As an undergraduate at Columbia, he majored in economics with an eye to possibly working on Wall Street. The potential earnings were attractive, but he couldn’t summon the interest. Instead, Rivas worked as a substitute teacher and bilingual tour guide at Yankee Stadium. The part-time jobs meant he could pick up his little sister at school and spend time with his mother. “Having that flexibility was awesome, but certainly not the story you think ends up leading to editor in chief of the Columbia Law Review, right?” he laughs. 

A mentor from the Oliver Scholars program suggested law school. To Rivas, it seemed a way to stay close to sports because he could acquire tools to address what he sees as inequity in the way players are treated. During his childhood in the Dominican Republic, he watched the baseball scouting system encourage young boys to give up school for a shot at being signed by a club. His cousin, a hard-throwing pitcher the same age as Rivas, was one of those boys. “The reality of it is there’s a bottleneck [of players that make it to clubs] and a lot of kids wind up dropping out of school. And they have absolutely nothing to fall back on,” he says. “None of it is regulated, and the kids don’t know enough about all the layers to it. There are few guardrails.” He hopes to focus on sports law when he joins a firm after graduation. 

Embracing Leadership 

Heading the law review brings considerable prestige, but working on the journal also teaches considerable skills, Rivas says. “The diligence that the Law Review builds in you translates across all aspects of life. You get really good at catching stray commas or a missing hyphen,” he says. “That speaks more broadly, of course, to the skill of being able to see problems and issues.” Both abilities proved useful during his externship with Judge John Cronan of the U.S. District Court for the Southern District of New York.

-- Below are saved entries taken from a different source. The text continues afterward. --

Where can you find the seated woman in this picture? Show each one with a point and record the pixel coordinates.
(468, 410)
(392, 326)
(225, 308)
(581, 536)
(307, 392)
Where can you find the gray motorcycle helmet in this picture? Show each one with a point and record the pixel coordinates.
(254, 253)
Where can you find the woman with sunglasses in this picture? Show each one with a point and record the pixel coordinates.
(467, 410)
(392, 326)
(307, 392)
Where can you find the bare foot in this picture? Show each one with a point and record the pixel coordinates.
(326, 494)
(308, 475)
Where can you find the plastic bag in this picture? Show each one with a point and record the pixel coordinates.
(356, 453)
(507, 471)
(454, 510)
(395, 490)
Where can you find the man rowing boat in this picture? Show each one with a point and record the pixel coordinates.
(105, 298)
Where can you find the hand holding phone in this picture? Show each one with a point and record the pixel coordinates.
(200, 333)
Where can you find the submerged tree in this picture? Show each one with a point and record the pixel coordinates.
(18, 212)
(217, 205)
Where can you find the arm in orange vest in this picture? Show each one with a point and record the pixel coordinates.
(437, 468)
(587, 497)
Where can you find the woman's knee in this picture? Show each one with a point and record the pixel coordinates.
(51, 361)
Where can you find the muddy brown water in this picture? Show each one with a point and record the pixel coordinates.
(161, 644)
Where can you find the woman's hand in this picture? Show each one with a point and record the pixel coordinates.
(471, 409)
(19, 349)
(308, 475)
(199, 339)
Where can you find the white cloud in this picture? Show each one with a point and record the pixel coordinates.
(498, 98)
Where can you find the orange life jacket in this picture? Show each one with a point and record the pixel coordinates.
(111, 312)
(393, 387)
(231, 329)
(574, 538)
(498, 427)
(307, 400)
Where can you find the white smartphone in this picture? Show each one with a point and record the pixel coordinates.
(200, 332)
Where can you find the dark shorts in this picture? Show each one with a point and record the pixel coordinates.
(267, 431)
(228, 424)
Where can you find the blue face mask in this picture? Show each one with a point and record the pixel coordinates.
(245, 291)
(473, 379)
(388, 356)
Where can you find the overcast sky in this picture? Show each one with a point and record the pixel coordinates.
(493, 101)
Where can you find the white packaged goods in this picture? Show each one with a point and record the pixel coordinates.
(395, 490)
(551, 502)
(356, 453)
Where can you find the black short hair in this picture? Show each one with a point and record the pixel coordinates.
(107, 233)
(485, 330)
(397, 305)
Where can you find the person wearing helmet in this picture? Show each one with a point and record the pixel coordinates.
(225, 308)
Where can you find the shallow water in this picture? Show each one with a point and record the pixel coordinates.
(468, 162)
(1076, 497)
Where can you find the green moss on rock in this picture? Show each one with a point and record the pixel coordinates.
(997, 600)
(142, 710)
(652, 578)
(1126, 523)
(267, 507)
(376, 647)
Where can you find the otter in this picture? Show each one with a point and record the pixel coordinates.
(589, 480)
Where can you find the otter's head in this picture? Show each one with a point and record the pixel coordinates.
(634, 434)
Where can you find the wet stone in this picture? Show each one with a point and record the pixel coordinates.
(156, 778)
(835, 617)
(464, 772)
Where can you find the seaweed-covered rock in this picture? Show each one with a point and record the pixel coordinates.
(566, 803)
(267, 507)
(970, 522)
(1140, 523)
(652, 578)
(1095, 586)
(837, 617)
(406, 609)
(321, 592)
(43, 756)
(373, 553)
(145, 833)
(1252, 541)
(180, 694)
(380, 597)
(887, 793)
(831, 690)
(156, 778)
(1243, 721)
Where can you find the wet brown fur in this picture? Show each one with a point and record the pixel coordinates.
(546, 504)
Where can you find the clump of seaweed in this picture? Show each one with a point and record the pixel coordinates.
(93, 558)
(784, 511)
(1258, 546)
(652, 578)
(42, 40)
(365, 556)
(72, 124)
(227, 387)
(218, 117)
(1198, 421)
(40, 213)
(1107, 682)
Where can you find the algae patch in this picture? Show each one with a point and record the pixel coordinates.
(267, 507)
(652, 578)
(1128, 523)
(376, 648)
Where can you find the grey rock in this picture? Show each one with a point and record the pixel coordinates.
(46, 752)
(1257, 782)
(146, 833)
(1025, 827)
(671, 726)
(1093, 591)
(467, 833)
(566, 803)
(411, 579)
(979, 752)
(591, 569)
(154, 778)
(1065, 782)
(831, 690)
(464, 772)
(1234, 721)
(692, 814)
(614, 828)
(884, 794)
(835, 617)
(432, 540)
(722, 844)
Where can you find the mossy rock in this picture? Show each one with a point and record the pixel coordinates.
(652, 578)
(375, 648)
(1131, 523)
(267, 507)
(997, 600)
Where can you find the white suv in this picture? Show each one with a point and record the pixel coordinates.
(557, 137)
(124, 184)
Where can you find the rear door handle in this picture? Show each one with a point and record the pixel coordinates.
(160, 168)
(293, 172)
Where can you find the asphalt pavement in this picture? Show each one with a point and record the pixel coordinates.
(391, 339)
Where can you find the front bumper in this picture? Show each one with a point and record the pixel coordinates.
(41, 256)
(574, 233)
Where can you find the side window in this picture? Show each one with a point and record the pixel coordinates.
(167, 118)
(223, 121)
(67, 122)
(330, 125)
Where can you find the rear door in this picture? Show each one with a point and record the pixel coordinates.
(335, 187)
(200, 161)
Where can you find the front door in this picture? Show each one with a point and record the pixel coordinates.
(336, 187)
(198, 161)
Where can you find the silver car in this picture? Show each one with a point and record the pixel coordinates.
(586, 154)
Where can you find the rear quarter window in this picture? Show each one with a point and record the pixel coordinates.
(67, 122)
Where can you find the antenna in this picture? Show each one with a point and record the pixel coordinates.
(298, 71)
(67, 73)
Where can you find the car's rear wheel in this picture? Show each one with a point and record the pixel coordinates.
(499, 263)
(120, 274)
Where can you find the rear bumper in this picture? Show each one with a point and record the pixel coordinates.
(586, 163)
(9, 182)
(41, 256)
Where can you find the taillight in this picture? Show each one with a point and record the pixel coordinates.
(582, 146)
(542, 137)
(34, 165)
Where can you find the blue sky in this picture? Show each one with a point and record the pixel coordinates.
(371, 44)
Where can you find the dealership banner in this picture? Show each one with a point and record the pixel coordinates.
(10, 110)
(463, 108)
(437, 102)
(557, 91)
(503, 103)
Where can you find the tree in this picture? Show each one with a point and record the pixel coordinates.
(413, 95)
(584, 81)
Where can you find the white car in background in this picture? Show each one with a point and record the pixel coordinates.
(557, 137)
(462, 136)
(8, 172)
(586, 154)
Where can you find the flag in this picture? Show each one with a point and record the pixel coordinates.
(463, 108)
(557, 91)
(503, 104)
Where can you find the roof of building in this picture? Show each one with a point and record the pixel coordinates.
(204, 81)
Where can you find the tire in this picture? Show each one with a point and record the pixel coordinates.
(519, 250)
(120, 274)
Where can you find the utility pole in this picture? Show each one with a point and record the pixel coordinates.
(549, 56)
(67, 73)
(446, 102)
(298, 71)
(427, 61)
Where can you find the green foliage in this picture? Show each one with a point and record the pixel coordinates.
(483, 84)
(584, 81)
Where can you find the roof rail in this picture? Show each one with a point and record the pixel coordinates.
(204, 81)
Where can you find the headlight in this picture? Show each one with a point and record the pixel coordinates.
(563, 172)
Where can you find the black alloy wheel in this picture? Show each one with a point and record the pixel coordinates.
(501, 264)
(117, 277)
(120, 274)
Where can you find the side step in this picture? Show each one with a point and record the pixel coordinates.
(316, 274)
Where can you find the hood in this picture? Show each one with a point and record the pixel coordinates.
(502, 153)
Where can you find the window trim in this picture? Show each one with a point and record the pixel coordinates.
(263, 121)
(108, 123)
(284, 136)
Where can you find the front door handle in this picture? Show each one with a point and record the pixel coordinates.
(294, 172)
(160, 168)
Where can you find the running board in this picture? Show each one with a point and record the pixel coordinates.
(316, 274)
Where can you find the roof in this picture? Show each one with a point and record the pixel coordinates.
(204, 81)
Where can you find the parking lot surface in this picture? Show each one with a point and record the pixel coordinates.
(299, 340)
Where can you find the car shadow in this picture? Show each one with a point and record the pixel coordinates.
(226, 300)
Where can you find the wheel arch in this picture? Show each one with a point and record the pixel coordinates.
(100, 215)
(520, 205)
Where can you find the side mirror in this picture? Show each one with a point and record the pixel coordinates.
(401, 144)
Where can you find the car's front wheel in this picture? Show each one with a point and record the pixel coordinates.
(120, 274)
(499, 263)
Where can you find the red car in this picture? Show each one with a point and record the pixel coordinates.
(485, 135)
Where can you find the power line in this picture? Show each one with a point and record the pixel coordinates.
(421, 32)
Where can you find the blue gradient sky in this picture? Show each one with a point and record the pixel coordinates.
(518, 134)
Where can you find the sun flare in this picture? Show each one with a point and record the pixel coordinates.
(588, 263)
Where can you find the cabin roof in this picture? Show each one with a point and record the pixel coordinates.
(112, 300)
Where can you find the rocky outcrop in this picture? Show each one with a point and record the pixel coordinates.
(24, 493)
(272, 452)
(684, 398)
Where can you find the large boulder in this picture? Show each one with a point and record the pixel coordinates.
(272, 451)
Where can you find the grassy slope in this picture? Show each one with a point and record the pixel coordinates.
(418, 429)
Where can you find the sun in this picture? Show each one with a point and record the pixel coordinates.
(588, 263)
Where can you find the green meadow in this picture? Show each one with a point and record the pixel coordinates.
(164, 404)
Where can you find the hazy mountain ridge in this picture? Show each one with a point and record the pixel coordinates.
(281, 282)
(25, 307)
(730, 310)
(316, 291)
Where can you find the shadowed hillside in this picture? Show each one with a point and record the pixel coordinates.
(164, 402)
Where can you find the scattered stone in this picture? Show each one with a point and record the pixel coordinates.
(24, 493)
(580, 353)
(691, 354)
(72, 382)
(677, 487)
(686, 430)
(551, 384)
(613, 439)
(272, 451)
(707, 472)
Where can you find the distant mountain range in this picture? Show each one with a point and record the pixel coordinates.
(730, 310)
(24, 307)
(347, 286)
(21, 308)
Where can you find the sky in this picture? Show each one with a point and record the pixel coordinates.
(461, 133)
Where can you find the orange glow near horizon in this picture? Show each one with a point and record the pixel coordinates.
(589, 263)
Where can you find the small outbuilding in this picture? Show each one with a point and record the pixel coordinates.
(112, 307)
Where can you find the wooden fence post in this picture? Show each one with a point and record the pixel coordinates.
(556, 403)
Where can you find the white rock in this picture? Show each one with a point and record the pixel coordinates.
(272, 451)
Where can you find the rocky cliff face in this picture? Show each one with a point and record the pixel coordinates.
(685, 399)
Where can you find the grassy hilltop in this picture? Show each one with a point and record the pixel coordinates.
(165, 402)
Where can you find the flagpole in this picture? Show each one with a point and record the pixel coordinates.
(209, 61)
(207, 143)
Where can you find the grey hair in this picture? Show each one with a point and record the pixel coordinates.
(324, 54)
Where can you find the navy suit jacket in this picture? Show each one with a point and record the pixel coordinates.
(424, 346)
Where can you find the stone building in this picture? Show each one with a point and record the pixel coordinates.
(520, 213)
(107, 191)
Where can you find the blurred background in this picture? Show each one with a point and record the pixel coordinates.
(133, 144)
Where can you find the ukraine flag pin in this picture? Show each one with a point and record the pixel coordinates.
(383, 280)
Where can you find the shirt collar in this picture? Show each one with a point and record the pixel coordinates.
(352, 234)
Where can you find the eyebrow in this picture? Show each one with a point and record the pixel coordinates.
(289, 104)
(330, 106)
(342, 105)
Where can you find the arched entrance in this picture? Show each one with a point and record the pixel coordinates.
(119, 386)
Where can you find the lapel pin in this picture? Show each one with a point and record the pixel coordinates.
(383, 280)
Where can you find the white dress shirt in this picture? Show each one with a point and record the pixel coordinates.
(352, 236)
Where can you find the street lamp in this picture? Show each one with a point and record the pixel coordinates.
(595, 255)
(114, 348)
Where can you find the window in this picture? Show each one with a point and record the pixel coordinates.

The journal also brought him a community. Rivas says strong bonds are easy to build when law students spend hours working together in the review’s offices in William C. Warren Hall:. “This is an opportunity for us to really be leaders. We are invested in this together, and we want to ensure that we uphold the standard that’s been set for the last 122 years.”

At Columbia Law, Rivas has also served as social co-chair of the Latinx Law Students Association. This summer he’ll work at Cravath, Swaine & Moore as well as at Skadden, Arps, Meagher & Flom, where he was a 1L Scholar and an SEO Fellow. 

Rivas continues to live at home in Washington Heights. “If you walk outside [campus] to 125th Street or to Washington Heights and you mention Columbia Law, there’s an aura to it, a shock factor to it,” he says. “There’s sort of a moment of silence.” People in the neighborhood whom he doesn’t know tell him they’re proud of him. It’s a daily reminder of the distance between his cousin’s prospects and his own, thanks to his parents’ insistence that he prioritize school.

With that praise can come high expectations, like it or not. 

“When you are blessed with opportunity, it is incumbent upon you to show others, to open that door and show others,” he says. “I don’t want to be the Latino EIC that somehow butchered everything and and failed, because I don’t want it to be another 122 years before another Latino—or another decade before another Latina—is able to take on the mantle. And so there is pressure to it. But I think pressure is a privilege.”